It doesn’t matter how many trucks you have parked in your back office, your smartphone is already a computer, and who better than the ultimate creative tech firm to show you just how powerful your mobile devices have become?
UPDATED: I think we will find out, now Apple has announced WWDC 2017 takes place June 5-9.
Big change, big deal
Here’s my speculation:
- Apple has plans to redefine the smartphone category it defined with iPhone 2007 with this year’s model.
- There are claims Apple may start manufacturing new iPhones earlier than expected, ramping up production in June.
- Analyst Ming-Chi Kuo believes Apple will replace the Home button and Touch ID with a new virtual ‘function area’. This will work in a similar way to the Touch Bar on MacBook Pro, enabling developers to create custom controls for their apps
- Those custom controls can be different for each app.
Then there’s all the speculation around Augmented and Virtual Reality, which is also likely to have implications on the company’s developer community.
Developers, developers, developers
These are all big changes.
New hardware design will mean developers have more display space to work with, which will have implications on developers and their apps; new biometric sensors may have implications for developers and their apps; and the new, ever-changing ‘function area’ means developers will need to do a heap of work to bring their apps up to speed for the new high-end iPhone.
The new Apple smartphone already sounds like it will be radically different. If the phone is different then it is inevitable the software will be very different, too – so you can expect some significant tweaks in the next edition of iOS.
Most people seem to expect these changes will be made available only in the high-end $1,000+ iPhone, with two entry-level models being a little more like an iPhone 7 design.

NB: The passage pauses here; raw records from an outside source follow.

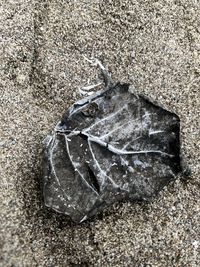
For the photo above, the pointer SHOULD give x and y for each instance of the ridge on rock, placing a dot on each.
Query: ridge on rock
(111, 146)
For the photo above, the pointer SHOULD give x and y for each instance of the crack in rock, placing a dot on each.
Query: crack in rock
(111, 146)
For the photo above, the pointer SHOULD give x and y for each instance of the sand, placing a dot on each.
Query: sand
(154, 45)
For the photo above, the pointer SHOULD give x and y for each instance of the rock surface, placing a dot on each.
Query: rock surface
(151, 44)
(111, 146)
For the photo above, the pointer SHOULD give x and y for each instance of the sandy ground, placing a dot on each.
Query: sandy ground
(154, 45)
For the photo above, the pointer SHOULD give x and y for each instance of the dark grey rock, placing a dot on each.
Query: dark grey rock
(111, 146)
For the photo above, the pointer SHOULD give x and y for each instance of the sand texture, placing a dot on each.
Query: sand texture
(154, 45)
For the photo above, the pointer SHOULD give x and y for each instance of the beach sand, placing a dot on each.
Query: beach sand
(154, 45)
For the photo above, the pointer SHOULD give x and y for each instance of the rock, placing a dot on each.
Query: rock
(112, 146)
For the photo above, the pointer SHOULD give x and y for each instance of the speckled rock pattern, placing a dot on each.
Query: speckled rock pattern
(108, 147)
(154, 45)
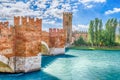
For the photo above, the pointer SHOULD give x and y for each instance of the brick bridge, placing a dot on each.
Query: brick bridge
(22, 43)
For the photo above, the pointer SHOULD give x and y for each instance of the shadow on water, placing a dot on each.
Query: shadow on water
(47, 60)
(38, 75)
(111, 73)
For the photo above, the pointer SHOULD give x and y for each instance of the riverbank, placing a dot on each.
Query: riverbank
(94, 48)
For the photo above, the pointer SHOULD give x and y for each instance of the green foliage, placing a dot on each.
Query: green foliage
(80, 41)
(98, 36)
(111, 31)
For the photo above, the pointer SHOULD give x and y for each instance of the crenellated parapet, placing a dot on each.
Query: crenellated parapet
(57, 37)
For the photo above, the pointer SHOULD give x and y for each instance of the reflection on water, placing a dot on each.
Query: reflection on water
(75, 65)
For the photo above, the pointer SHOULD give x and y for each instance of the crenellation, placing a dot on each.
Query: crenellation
(16, 20)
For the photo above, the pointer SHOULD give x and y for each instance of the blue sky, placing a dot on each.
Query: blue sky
(51, 11)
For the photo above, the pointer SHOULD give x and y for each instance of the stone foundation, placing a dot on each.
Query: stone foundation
(56, 51)
(28, 64)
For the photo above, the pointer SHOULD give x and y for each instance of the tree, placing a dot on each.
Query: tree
(95, 30)
(80, 41)
(100, 32)
(111, 30)
(91, 32)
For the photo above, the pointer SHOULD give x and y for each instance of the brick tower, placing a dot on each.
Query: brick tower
(67, 26)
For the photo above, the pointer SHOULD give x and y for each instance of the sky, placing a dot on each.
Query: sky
(51, 11)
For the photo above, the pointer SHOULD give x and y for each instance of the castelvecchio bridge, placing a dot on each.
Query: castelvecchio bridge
(21, 44)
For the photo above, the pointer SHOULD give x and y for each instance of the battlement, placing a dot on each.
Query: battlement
(5, 24)
(27, 21)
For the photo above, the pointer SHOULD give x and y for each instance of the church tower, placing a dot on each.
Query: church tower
(67, 26)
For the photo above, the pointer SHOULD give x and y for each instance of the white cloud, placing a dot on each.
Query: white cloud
(80, 27)
(115, 10)
(89, 3)
(95, 1)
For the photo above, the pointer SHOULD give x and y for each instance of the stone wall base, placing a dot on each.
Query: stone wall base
(57, 51)
(28, 64)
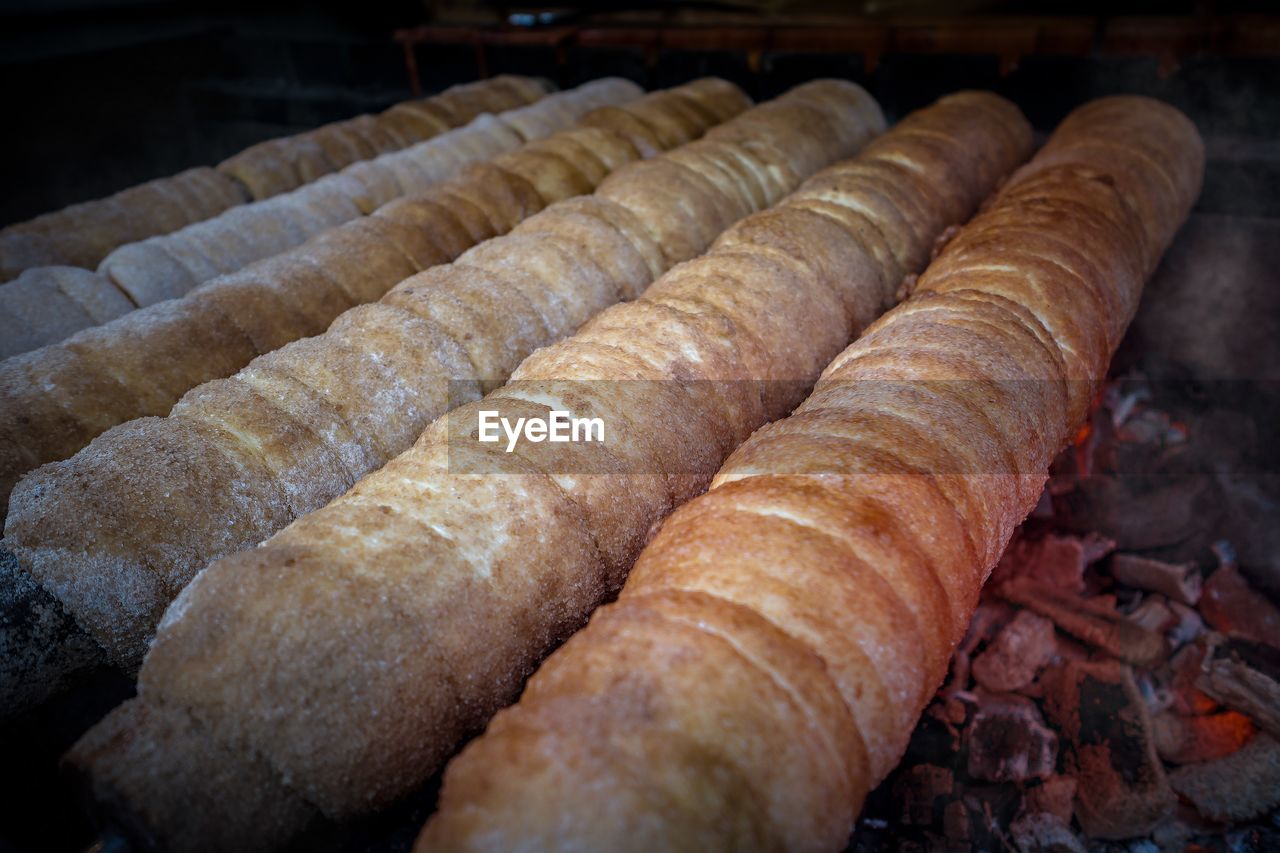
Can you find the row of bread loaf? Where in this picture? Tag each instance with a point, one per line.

(I wouldn't stake my life on this, but I can’t help but speculate that we could even see iOS development fork for a year or so, while the company migrates the entire iPhone ecosystem to the new UI.)
A bang, not a whimper
It’s blindingly obvious these changes will have a huge significance on iOS developers, who will need to revise their apps for new displays, new user interface elements, a revised operating system and more.
That takes time.
It also underscores the importance of Apple culling orphan apps and insisting developers move to 64-bit.
When Apple introduces major changes it typically works closely with a handful ofdevelopers, helping improve their apps to exploit these changes.
The work they do is usually showcased when the company announces the new ‘iThing’. Anyone who paid attention during any Apple launch of anything should recall the company showcasing third party apps that demonstrate the new.
On with the show
Apple has a choice: keep its secrets until launching the device and hope for the best; or tease consumers with an early glance at the technology, while wooing developers to support the all-new features of its all-new device.
However, if Apple really is planning to introduce a new ‘function area’ then it will want that area to be capable of something, and there are good reasons to give developers a chance to build apps that exploit the feature.
When it comes to recruiting developers to support new features within its operating system there is no better venue than WWDC.
When you think about the significance of new UI elements such as a replacement Home button, then it will be very, very hard for Apple to reveal new API’s for these features without confirming why it is introducing them.
Not to mention the need to gain regulatory clearance well in advance of the release of radically changed hardware designs.
That’s why I think it is possible Apple will introduce its new high-end iPhone at WWDC.
It doesn’t need to be completely public, it may instead choose to recruittrusted developers to support the new device, but I think it could potentially steal the oxygen from the smartphone industry for the next six months if it went public early.
Steal the oxygen? Certainly. Just watch the industry slump that will follow the announcement, assuming the product Jony Ive has probably been working on for the past three years is insanely great, as is very likely given his track record.
Apple has a choice here. I think it wins either way.